In another typical case of "WeChat overtime", another worker's claim for rights protection was upheld by the court. Previously, employees using WeChat and other software to communicate and report work "outside of eight hours" counted as overtime, which has sparked multiple rounds of discussion. The Nanjing case once again released a positive signal, which will help to further consolidate judicial and social consensus, and clarify the concept, circumstances, scope and recognition standards of off-site overtime and non-traditional overtime.
In fact, regardless of the form of overtime, it should be qualitatively necessary for the employee to provide a certain amount of substantial work during non-working hours. The public is concerned that with the spread of the Internet and the diversification of work styles, the standards for determining jobs, workplaces, and work styles should also keep pace with the times, such as whether they can be further flexible, virtualized, and expanded. In addition to the traditional workplace, whether other places that can be "linked" with work should be included in the scope of the workplace, and whether online punch-in, reporting, and meetings should be included in the recognition of "work" will be a problem faced by many workers.
For this type of labor dispute case, many courts have held that the worker's work through WeChat and other social networks during non-working hours goes beyond the scope of ordinary simple communication and pays substantive labor, and this kind of labor has the characteristics of periodicity, regularity, fixity, etc., which occupies the employee's rest time, so it is determined that "WeChat report" and "WeChat office" during non-working hours belong to overtime.
The positive significance of this judicial characterization lies in the fact that it confirms working hours, online overtime, implicit overtime, and new types of overtime outside the traditional workplace, expands the concept of workplace and overtime, and not only protects the rights and interests of employees in individual cases, but also has a general educational, exemplary and leading significance for employers, workers, other courts and labor arbitration institutions.
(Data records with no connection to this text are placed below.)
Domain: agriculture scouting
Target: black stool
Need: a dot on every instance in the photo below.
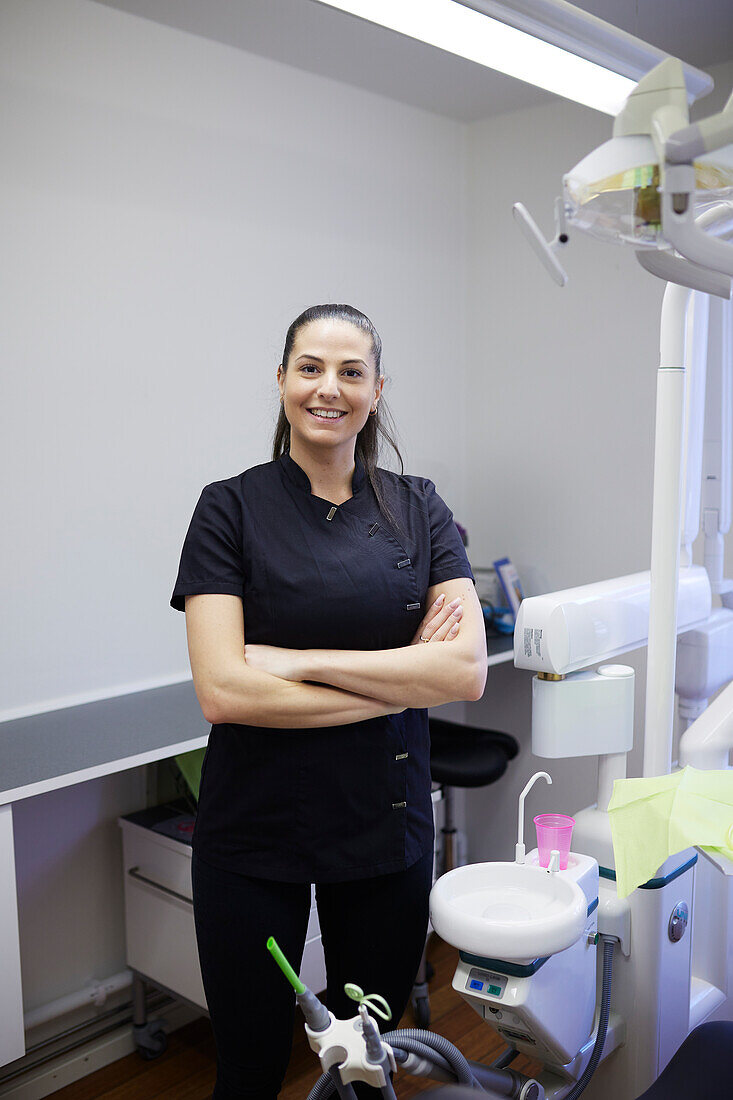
(460, 756)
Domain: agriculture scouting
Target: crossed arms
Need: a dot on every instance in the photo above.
(265, 685)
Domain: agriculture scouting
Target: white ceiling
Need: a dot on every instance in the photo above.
(312, 36)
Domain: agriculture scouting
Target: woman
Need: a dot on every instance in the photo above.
(328, 603)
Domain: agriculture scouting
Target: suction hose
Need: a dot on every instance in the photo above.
(609, 944)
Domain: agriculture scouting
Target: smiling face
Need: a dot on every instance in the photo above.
(330, 385)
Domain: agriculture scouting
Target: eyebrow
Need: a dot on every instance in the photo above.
(345, 362)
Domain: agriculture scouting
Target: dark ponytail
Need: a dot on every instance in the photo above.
(378, 427)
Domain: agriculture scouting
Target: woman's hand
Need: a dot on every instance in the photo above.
(286, 663)
(441, 623)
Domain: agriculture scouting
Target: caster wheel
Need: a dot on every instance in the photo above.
(153, 1045)
(422, 1012)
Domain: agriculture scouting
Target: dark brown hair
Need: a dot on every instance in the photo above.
(380, 425)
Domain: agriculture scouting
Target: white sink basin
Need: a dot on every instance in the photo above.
(507, 911)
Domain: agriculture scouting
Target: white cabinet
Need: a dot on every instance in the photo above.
(161, 938)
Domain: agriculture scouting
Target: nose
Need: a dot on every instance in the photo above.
(328, 385)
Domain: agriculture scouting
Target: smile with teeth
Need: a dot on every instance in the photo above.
(327, 414)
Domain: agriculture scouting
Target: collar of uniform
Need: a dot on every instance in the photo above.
(299, 477)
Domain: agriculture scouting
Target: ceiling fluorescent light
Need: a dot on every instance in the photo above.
(547, 43)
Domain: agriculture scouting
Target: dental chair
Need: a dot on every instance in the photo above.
(701, 1069)
(460, 757)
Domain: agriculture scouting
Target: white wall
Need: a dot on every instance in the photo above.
(168, 206)
(561, 388)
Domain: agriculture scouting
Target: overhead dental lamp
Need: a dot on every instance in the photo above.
(657, 185)
(548, 43)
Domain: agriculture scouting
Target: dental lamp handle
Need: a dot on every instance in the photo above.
(520, 849)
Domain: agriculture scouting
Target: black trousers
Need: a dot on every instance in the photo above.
(373, 934)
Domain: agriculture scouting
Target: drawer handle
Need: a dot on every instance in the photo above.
(134, 872)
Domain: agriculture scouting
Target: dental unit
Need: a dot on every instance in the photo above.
(603, 988)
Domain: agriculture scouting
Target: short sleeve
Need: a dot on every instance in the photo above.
(211, 559)
(448, 559)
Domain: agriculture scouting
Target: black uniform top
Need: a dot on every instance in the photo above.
(340, 802)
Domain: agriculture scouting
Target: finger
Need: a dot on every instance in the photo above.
(433, 614)
(444, 615)
(451, 623)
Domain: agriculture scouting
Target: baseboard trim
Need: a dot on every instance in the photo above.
(96, 1054)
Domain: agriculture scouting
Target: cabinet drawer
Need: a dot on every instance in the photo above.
(161, 937)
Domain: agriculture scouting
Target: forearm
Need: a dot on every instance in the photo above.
(413, 675)
(251, 697)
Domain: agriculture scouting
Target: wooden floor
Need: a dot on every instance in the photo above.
(187, 1069)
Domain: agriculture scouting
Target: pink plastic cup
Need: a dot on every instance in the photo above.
(554, 831)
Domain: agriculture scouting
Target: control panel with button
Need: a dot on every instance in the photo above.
(484, 981)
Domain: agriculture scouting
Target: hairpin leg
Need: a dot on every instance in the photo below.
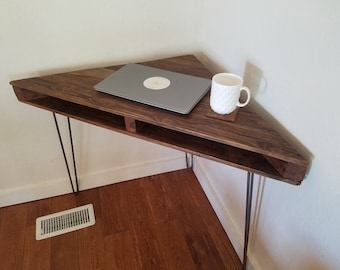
(250, 180)
(189, 160)
(76, 189)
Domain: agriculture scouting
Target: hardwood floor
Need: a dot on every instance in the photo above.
(158, 222)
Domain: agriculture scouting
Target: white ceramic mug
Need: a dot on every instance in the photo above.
(225, 93)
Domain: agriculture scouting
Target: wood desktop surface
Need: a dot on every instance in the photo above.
(248, 143)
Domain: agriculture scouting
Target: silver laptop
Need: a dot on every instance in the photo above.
(157, 87)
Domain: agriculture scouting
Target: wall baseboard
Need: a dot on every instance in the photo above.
(52, 188)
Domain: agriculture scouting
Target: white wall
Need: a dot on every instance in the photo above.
(40, 37)
(289, 53)
(286, 50)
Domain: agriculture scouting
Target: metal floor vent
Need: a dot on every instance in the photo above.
(65, 221)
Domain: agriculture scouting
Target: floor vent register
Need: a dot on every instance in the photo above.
(64, 222)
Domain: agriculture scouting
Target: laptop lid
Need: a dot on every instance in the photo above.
(156, 87)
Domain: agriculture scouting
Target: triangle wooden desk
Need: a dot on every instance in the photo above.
(248, 143)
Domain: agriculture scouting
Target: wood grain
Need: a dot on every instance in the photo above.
(157, 222)
(72, 94)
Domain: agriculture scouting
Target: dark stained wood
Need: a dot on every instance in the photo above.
(249, 142)
(158, 222)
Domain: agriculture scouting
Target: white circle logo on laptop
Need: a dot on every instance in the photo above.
(156, 83)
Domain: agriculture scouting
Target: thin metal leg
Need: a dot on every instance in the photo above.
(190, 164)
(74, 190)
(250, 181)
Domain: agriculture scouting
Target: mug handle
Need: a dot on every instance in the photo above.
(244, 88)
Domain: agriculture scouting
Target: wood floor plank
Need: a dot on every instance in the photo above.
(157, 222)
(12, 232)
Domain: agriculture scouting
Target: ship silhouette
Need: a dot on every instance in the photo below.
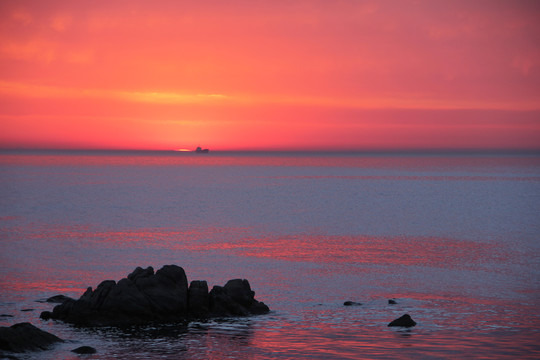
(201, 150)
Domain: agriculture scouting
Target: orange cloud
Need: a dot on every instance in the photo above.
(297, 74)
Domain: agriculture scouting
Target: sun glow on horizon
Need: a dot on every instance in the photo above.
(328, 75)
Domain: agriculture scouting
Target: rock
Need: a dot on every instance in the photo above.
(404, 321)
(84, 350)
(45, 315)
(58, 299)
(351, 303)
(23, 337)
(198, 299)
(235, 299)
(163, 296)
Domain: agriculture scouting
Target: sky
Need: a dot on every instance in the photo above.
(270, 75)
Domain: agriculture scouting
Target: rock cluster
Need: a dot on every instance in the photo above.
(163, 296)
(403, 321)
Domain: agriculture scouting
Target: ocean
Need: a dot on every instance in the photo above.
(453, 237)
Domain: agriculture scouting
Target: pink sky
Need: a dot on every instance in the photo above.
(270, 74)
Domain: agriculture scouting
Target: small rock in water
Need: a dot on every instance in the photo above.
(58, 299)
(404, 321)
(84, 350)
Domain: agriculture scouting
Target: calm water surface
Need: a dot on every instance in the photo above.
(455, 238)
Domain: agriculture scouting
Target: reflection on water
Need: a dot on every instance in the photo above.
(454, 239)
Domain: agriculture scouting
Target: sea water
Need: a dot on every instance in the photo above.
(454, 238)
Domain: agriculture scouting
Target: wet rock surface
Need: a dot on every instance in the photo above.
(163, 296)
(403, 321)
(84, 350)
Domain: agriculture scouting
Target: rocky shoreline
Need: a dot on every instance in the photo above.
(145, 296)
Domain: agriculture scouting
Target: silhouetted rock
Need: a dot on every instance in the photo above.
(145, 296)
(84, 350)
(23, 337)
(58, 299)
(235, 299)
(404, 321)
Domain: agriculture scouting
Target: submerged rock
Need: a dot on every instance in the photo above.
(23, 337)
(58, 299)
(84, 350)
(403, 321)
(163, 296)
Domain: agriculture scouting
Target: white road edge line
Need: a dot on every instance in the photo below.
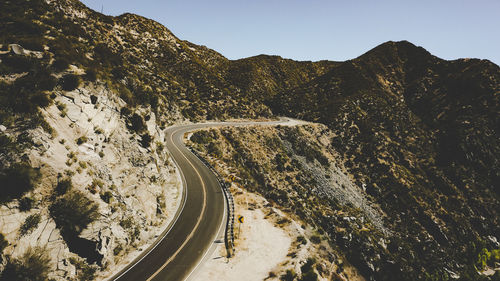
(177, 215)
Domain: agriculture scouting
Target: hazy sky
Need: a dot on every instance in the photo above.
(324, 29)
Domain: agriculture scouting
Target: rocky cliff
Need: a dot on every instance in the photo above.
(408, 144)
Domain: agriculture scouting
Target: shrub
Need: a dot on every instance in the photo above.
(33, 265)
(73, 212)
(63, 186)
(3, 243)
(136, 123)
(145, 140)
(70, 82)
(107, 196)
(289, 275)
(93, 99)
(18, 179)
(26, 204)
(60, 64)
(81, 140)
(30, 223)
(91, 75)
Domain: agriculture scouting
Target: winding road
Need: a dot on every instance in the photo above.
(198, 222)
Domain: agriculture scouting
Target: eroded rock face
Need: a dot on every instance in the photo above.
(93, 147)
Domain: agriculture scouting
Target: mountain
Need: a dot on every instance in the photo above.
(418, 135)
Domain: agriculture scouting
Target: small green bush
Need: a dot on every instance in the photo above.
(26, 203)
(16, 180)
(33, 265)
(63, 186)
(3, 243)
(145, 140)
(81, 140)
(30, 224)
(289, 275)
(106, 196)
(60, 64)
(73, 212)
(136, 123)
(91, 75)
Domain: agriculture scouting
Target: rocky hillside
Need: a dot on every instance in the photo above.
(408, 146)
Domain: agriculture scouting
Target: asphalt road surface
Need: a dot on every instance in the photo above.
(194, 229)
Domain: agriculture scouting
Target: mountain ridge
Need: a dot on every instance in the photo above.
(419, 135)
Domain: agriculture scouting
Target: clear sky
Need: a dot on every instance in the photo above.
(324, 29)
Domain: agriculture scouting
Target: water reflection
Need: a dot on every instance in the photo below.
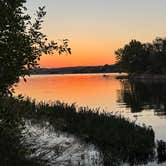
(58, 148)
(143, 95)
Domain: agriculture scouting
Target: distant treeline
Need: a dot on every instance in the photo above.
(143, 58)
(76, 70)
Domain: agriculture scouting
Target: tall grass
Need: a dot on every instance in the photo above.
(119, 139)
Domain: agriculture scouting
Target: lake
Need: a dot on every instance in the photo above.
(143, 102)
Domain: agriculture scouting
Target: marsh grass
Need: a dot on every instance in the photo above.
(119, 139)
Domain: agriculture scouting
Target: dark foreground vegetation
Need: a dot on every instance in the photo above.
(118, 139)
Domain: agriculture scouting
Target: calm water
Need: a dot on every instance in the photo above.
(143, 102)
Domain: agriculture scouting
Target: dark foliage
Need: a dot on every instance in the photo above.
(21, 42)
(119, 139)
(138, 58)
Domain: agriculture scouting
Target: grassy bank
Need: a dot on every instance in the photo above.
(117, 138)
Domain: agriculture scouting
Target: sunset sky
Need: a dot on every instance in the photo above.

With regard to new types of overtime phenomena and problems such as WeChat overtime, local courts at all levels, labor arbitration institutions, trade unions, and human resources and social security departments should strengthen their attention and research, grasp their rules and characteristics, use a case to protect their rights, delineate the boundaries of overtime rights, clarify the elements, conditions, and standards for identification, and form a standardized and unified identification mechanism to provide comprehensive protection for the rights and interests of workers. At the same time, we will carry out more activities to explain the law through cases, guide employers to take a correct view of overtime, and improve the rules and regulations related to overtime. In addition, it guides workers to have a more accurate understanding and cognition of overtime, and is good at expressing rights protection claims through communication, negotiation, and initiating labor arbitration.